I want to pick up here the thread I started on November 29, 2007. I was discussing Chapter 22 "Man as Male and Female" of Wayne Grudem's Systematic Theology. In November I discussed points of agreement, parts A and B of the chapter. Here I will concentrate on part C, which presents only the "complementarian" point of view.
It should be noted that throughout Systematic Theology, the main text generally presents both points of view on issues where evangelicals disagree; then Grudem makes a case for the point of view he sees as preferable. On issues regarding men and women, Grudem breaks from this pattern, in this chapter and others, and gives only the complementarian view. If the egalitarian point of view is mentioned, it is mentioned briefly in the footnotes. This is consistent with Grudem's position as a well known complementarian, but does detract from the balance of the textbook.

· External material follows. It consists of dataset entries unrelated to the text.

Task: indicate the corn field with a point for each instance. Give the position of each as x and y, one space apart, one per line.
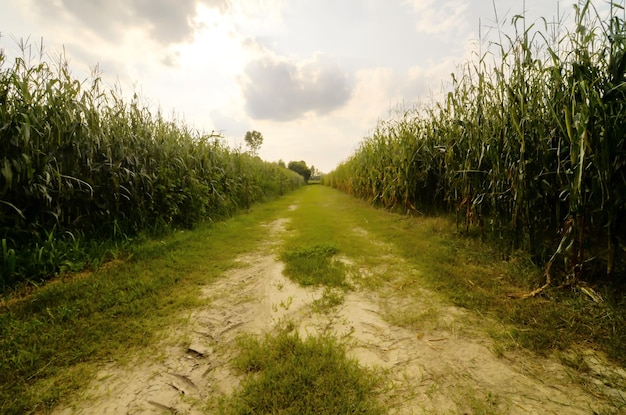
79 164
529 148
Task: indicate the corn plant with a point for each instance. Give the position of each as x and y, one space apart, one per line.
530 147
78 163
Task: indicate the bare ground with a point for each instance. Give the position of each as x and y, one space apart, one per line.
447 365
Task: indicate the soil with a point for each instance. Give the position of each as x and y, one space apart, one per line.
449 365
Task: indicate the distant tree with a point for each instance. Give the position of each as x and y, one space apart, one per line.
254 139
300 168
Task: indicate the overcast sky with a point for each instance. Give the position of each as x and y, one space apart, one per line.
313 76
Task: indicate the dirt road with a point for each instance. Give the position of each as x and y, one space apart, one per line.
446 366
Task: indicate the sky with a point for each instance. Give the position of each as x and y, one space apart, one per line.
313 76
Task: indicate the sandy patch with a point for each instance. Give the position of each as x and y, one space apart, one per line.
446 366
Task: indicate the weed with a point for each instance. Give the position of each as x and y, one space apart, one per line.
289 375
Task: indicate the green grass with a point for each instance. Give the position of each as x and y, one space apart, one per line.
286 374
50 340
467 272
315 265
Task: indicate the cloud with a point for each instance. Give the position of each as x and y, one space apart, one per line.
280 90
167 22
438 17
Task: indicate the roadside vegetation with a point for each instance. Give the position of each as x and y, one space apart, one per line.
83 172
528 149
51 340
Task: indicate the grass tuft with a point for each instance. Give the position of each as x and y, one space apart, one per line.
290 375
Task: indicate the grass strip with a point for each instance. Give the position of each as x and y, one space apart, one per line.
470 273
50 341
291 375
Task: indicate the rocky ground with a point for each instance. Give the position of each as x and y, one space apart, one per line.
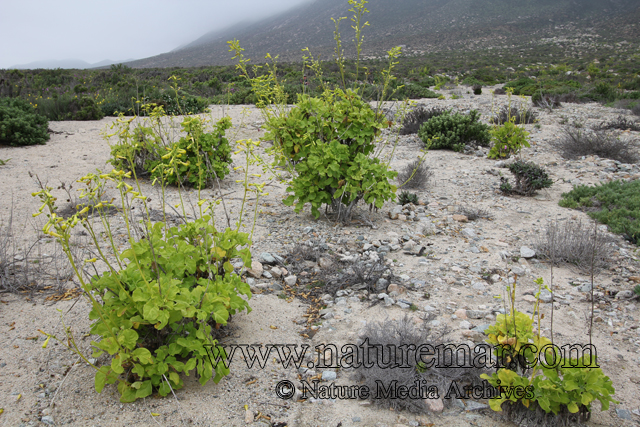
442 268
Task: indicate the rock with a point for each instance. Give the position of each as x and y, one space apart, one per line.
469 232
518 270
256 269
526 252
291 280
461 313
545 296
623 414
478 286
267 258
434 405
472 405
382 284
396 288
625 294
476 314
329 375
324 262
585 288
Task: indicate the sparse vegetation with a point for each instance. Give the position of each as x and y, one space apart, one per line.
419 115
415 175
575 143
573 242
20 125
454 131
529 179
616 204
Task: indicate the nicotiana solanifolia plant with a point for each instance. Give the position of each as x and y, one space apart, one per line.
157 301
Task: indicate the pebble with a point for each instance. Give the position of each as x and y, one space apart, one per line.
526 252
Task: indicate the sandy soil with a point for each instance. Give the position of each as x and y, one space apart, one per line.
39 386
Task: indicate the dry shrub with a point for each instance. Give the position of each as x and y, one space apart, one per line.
575 144
405 332
416 117
415 175
38 266
619 123
575 243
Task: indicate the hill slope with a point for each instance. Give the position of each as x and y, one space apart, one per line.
421 26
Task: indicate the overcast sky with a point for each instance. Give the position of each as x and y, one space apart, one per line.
95 30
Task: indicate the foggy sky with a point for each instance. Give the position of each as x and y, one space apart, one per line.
95 30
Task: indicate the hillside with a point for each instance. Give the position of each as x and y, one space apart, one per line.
421 26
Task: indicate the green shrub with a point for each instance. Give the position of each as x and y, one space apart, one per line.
616 204
20 125
195 159
155 310
454 131
529 178
328 144
416 117
508 139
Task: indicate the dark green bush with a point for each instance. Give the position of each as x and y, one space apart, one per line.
454 131
416 117
529 178
20 125
616 204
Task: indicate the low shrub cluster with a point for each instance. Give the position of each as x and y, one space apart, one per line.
576 143
195 160
508 139
419 115
616 204
529 179
454 131
619 123
328 142
20 125
574 243
516 115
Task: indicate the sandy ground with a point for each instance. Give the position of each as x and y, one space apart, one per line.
49 383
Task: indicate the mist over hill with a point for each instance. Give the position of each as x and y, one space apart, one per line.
420 26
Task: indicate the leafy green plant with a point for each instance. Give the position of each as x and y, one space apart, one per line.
154 310
195 159
508 140
416 117
20 125
529 178
555 384
454 131
616 204
328 142
406 197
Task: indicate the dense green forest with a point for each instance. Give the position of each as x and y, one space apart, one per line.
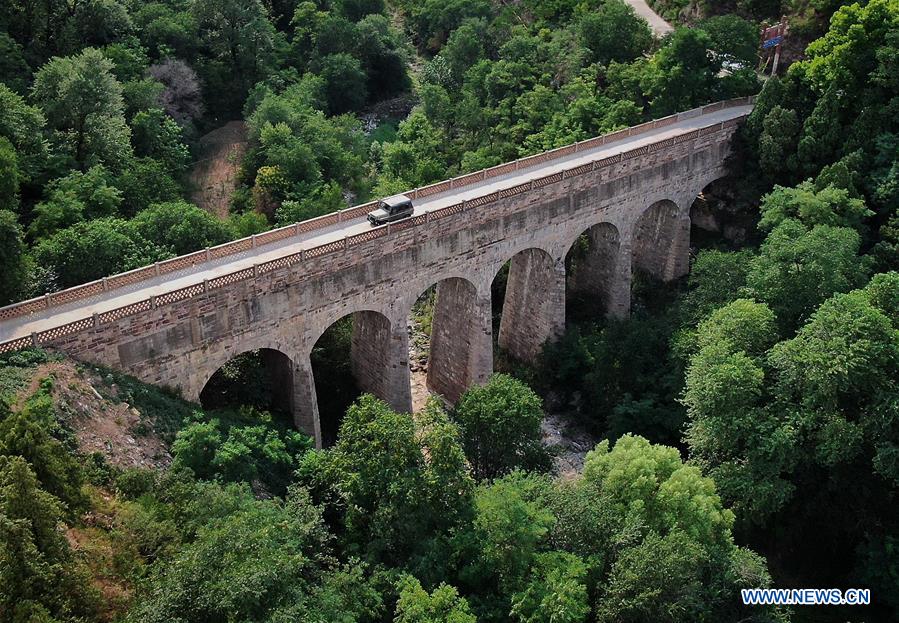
746 417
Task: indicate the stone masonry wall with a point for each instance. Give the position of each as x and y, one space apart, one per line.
182 344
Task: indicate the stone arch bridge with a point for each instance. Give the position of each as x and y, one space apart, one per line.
176 322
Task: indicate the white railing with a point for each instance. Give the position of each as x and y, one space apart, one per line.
101 287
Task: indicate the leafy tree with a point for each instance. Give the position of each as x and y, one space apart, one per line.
556 591
40 580
94 249
727 415
651 483
267 561
685 533
14 70
506 532
681 72
243 446
443 605
345 83
240 40
777 143
13 266
156 135
796 268
380 49
828 206
614 32
377 479
23 126
715 279
75 198
83 103
500 425
9 175
145 182
24 434
180 227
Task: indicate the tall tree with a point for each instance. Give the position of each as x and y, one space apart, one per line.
83 103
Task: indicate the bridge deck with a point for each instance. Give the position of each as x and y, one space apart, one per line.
63 314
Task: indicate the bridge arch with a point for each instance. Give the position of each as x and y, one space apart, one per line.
360 351
226 386
597 280
528 296
460 343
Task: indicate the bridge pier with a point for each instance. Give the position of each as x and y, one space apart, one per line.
305 401
534 304
461 339
661 241
379 358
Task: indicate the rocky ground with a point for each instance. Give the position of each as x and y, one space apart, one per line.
213 177
567 441
100 423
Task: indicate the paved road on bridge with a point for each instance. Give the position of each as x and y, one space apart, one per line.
63 314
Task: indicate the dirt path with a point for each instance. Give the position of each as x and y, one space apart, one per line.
213 177
659 26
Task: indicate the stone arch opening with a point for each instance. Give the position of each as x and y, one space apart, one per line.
260 378
451 340
660 248
593 275
351 356
528 304
711 222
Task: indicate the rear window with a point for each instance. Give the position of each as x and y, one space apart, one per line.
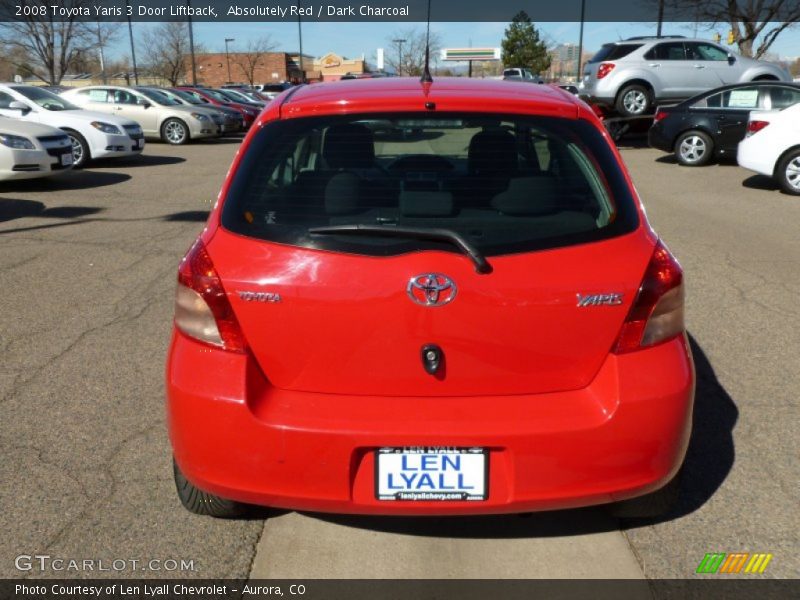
507 184
614 52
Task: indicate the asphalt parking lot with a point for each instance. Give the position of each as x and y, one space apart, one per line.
87 270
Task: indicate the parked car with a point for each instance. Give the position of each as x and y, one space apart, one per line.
215 98
93 134
772 146
713 123
29 150
160 117
485 323
231 122
636 74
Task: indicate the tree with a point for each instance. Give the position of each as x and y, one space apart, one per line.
413 51
522 46
166 49
47 46
749 20
249 59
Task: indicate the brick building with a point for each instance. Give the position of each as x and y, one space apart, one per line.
272 67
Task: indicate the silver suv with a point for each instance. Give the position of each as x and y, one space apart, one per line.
636 74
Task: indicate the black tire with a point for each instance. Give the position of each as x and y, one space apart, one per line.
174 132
80 149
634 100
202 503
654 504
788 172
694 148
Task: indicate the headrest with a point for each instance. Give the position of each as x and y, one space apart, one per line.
426 204
341 194
349 146
492 152
528 196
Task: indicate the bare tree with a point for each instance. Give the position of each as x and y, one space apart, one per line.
43 46
748 20
166 49
248 61
411 61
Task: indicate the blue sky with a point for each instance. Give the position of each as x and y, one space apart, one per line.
353 39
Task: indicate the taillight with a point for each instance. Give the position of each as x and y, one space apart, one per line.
604 69
202 309
657 313
755 127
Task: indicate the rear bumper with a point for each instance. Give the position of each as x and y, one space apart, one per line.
235 435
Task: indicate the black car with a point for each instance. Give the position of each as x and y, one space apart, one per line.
712 124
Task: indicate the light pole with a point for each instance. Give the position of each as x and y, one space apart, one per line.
400 43
228 57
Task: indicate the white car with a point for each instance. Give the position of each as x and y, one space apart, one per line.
30 150
93 134
772 146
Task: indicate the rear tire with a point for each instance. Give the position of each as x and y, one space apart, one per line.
634 100
202 503
788 173
80 149
694 148
651 505
175 132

2.C.1 Male headship and the Trinity
I affirm male headship. Paul mentions it is Colossians, Ephesians, and in Corinthians. However, I think it is important to make sure that we interpret Scripture in light of other Scripture. This is especially true in the Epistles, which were written in another language to specific people or churches for specific reasons in a culture removed from ours by many miles and years. Grudem mentions 1 Corinthians 11:3: "But I want you to realize that the head of every man is Christ, and the head of the woman is man, and the head of Christ is God." What does "head" mean here? The Greek word in question is "kephale," which is literally the part of the human anatomy above the shoulders. Here it is a metaphor, but of what? Does it mean head as in "head of the corporation," the person in authority? Does it mean head as in "head of a pin," the part on top? Does it mean head as in "head of the stream," the source from which something takes its origin?

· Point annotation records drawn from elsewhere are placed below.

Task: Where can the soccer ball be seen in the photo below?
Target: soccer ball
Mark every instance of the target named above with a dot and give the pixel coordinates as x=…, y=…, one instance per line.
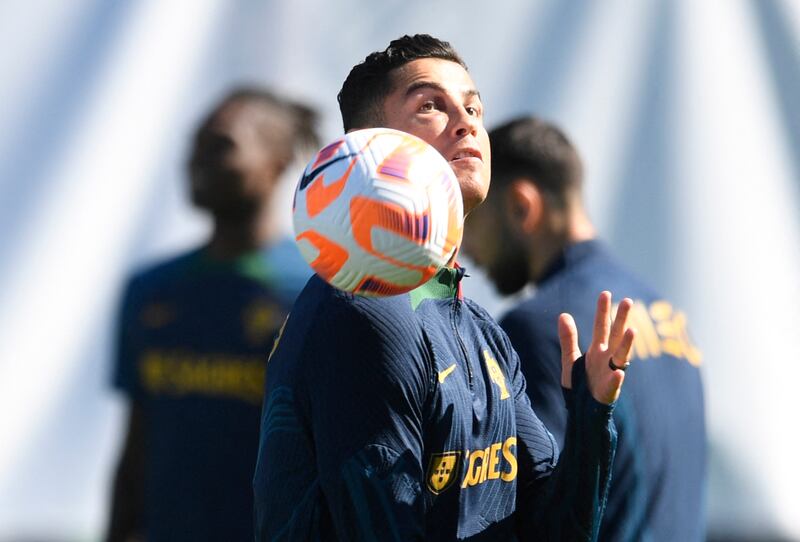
x=378, y=212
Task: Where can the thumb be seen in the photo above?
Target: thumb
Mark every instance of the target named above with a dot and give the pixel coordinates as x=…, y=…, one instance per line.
x=570, y=351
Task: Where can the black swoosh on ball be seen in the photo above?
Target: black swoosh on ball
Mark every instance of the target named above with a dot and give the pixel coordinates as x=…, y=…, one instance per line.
x=306, y=180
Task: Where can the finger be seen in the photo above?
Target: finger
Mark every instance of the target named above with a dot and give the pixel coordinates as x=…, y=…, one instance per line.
x=622, y=354
x=568, y=337
x=570, y=351
x=619, y=324
x=602, y=319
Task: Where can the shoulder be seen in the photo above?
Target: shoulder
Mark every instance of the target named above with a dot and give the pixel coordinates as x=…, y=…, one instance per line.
x=163, y=272
x=285, y=267
x=333, y=315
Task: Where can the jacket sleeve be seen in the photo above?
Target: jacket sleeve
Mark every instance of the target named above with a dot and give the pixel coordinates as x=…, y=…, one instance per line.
x=562, y=497
x=367, y=394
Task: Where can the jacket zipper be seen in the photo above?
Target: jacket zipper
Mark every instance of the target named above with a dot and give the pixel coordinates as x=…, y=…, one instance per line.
x=456, y=307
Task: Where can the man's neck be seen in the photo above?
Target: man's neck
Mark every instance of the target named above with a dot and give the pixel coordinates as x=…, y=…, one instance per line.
x=233, y=238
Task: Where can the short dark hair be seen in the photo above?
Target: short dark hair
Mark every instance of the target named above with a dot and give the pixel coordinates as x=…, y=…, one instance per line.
x=368, y=83
x=300, y=119
x=537, y=150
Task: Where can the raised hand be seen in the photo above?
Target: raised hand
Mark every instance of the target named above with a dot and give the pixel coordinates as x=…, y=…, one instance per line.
x=609, y=353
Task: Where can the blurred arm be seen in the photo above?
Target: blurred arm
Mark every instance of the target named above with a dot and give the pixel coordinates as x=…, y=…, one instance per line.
x=127, y=500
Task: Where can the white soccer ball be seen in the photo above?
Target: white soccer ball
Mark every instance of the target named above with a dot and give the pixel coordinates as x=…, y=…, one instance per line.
x=378, y=212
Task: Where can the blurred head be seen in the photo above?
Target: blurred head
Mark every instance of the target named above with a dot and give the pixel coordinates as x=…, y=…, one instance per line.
x=534, y=203
x=241, y=149
x=420, y=85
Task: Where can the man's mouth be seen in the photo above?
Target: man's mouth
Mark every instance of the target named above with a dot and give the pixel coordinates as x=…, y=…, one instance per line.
x=466, y=154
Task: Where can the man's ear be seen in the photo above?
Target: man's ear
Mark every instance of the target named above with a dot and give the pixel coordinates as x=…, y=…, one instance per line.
x=525, y=205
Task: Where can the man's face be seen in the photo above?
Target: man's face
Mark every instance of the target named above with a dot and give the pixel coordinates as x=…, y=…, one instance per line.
x=490, y=242
x=233, y=165
x=436, y=100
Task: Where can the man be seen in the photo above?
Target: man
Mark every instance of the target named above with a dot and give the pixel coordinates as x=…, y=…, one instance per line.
x=195, y=333
x=533, y=228
x=405, y=417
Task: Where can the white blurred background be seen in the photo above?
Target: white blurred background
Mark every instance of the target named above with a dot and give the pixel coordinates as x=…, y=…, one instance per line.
x=687, y=114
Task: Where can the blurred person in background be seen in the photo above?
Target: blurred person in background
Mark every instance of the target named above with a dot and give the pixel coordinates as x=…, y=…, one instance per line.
x=195, y=332
x=533, y=228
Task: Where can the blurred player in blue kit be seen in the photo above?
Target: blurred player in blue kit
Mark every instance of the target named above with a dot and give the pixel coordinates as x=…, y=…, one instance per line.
x=406, y=417
x=533, y=228
x=195, y=332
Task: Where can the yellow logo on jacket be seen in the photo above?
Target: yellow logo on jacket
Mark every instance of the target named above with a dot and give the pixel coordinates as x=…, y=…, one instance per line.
x=442, y=471
x=496, y=374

First, what is most consistent with the context of this verse? Sadly, that does not clarify the issue in this case. 1 Corinithians 11:3 is part of a section (1 Corithinians 11:1-16) that can be understood several ways. The overall message seems to be that men and women should not dress inappropriately in church. Verses 7-12 suggest that Paul bases his arguement on head coverings on origin or source. But verse 10 appeals to a sign of authority on or over her head "because of the angels." Thus, head could have something to do with authority. Paul may also be using a pun here, speaking of head metaphorically and then literally as a head covering. Who knows? This may be a humorous allusion (perhaps scathing is a better word, given the tone of the letter).
Second, what is consistent with other Scripture and theology. Although complementarians and egalitarians rarely put it this way, this debate is minor compared to central doctrines of the Christian faith. The trinity, the divinity of Christ, salvation. We must not reinterpret the minor in light of the major, but interpret the minor to be consistent with the major. As I discussed in a previous post, Jesus has equal authority with the Father in the trinity; the Son does have his source in (is "begotten" from) the Father. Contrary to Grudem, that is the orthodox teaching of the church from Athanasius to modern times (see Giles 2005). Thus, headship cannot mean authority in this verse without damaging the concept of the trintiy, and by extension the full deity of Christ and our assurance of salvation.